Presented in a charming voxel style, Ravenlok is going to turn a lot of heads thanks to its visual splendor. This extends to the attention to detail that the world gets, as traversing from screen to screen shows a lot of love and care was put into making the fairy-tale setting pop. Going through the forest with a luminescent purple glow and ample shadowing was a delight and the variety between settings is the high point of this game. If the rest of the game was up to this level of quality, it’d be a knockout.
Where Ravenlok goes wrong is in its gameplay, the center of the experience. There are no waypoints and no map to show you where to go. This would be fine if the game had a sense of direction and set you in the right way, but I legitimately had to look up a walkthrough within the first 20 minutes as one necessary item was completely hidden from view and not exactly easy to locate unless you fine-tooth comb the castle.

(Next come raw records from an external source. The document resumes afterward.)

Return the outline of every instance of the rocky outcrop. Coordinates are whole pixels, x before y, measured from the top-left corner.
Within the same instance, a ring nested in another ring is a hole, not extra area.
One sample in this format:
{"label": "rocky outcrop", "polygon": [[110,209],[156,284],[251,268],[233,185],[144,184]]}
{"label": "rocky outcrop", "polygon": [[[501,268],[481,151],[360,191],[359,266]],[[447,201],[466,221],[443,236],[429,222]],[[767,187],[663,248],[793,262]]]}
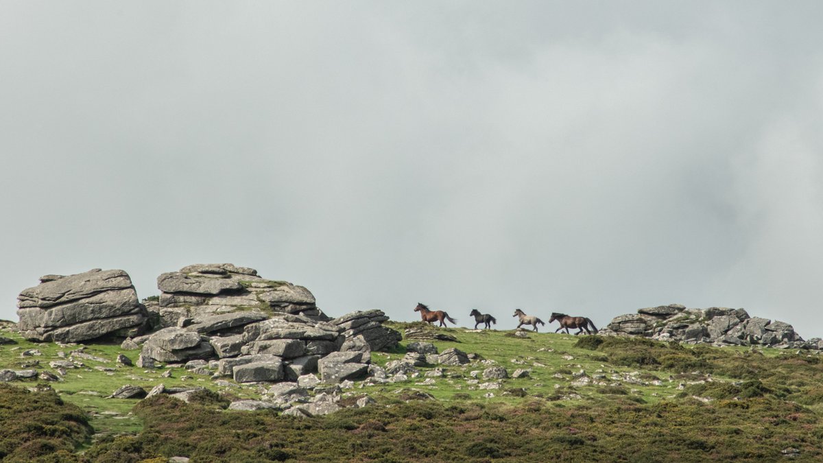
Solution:
{"label": "rocky outcrop", "polygon": [[152,334],[143,343],[140,353],[142,358],[158,362],[188,362],[209,358],[213,354],[208,338],[177,327],[164,328]]}
{"label": "rocky outcrop", "polygon": [[342,350],[384,350],[402,340],[399,331],[382,325],[388,320],[383,311],[357,311],[337,317],[329,325],[342,330],[346,339]]}
{"label": "rocky outcrop", "polygon": [[265,279],[254,269],[232,264],[188,265],[159,276],[157,288],[160,299],[149,309],[156,311],[160,327],[176,325],[180,319],[249,309],[328,320],[305,288]]}
{"label": "rocky outcrop", "polygon": [[40,282],[17,297],[18,328],[26,339],[69,343],[126,337],[146,324],[146,308],[123,270],[46,275]]}
{"label": "rocky outcrop", "polygon": [[687,309],[679,304],[639,309],[616,316],[601,334],[629,334],[655,339],[718,345],[765,345],[818,348],[818,339],[804,341],[791,325],[751,317],[743,309]]}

The player should never feel aimless, especially in a game that’s only 3 hours long.
Combat in Ravenlok is nothing to write home about, either. Your first enemies will fall if you do nothing but click the mouse, with no strategy involved. Blocking and dashing would help if the enemies posed any threat, but only the bosses in Ravenlok are going to throw you for a loop. Even then, they’re predictable and easy to exploit. The protagonist feels less like a “chosen one” and more like someone placed in the world doing the easiest of tasks that anyone could manage to do.
There are plenty of side quests within Ravenlok, but here’s the thing: they are all fetch quests. Go to a place, get a certain amount of an item, bring it back, get a reward, rinse, and repeat. At one point early in my playthrough, I had seven different item-based quests open at once. This quest bloat only serves to make the short game’s runtime extended out of sheer tedium, with the player’s takeaway being collecting stuff instead of fulfilling a prophecy in a grand-scale story.
It’s a shame Ravenlok turned out to be a cluttered, unfocused game. Its potential was there and quite easy to execute. If this game was less obsessed with fetch questing and had more streamlined base enemies, this review would be much more favorable. It’s a surface-level experience and appears to be a departure from Cococucumber’s previous two titles’ prowess that put them on the radars of many gamers. Here’s hoping the studio can get back on track ahead of its upcoming title Echo Generation.
A PC review copy of Ravenlok was provided by Cococucumber for this review.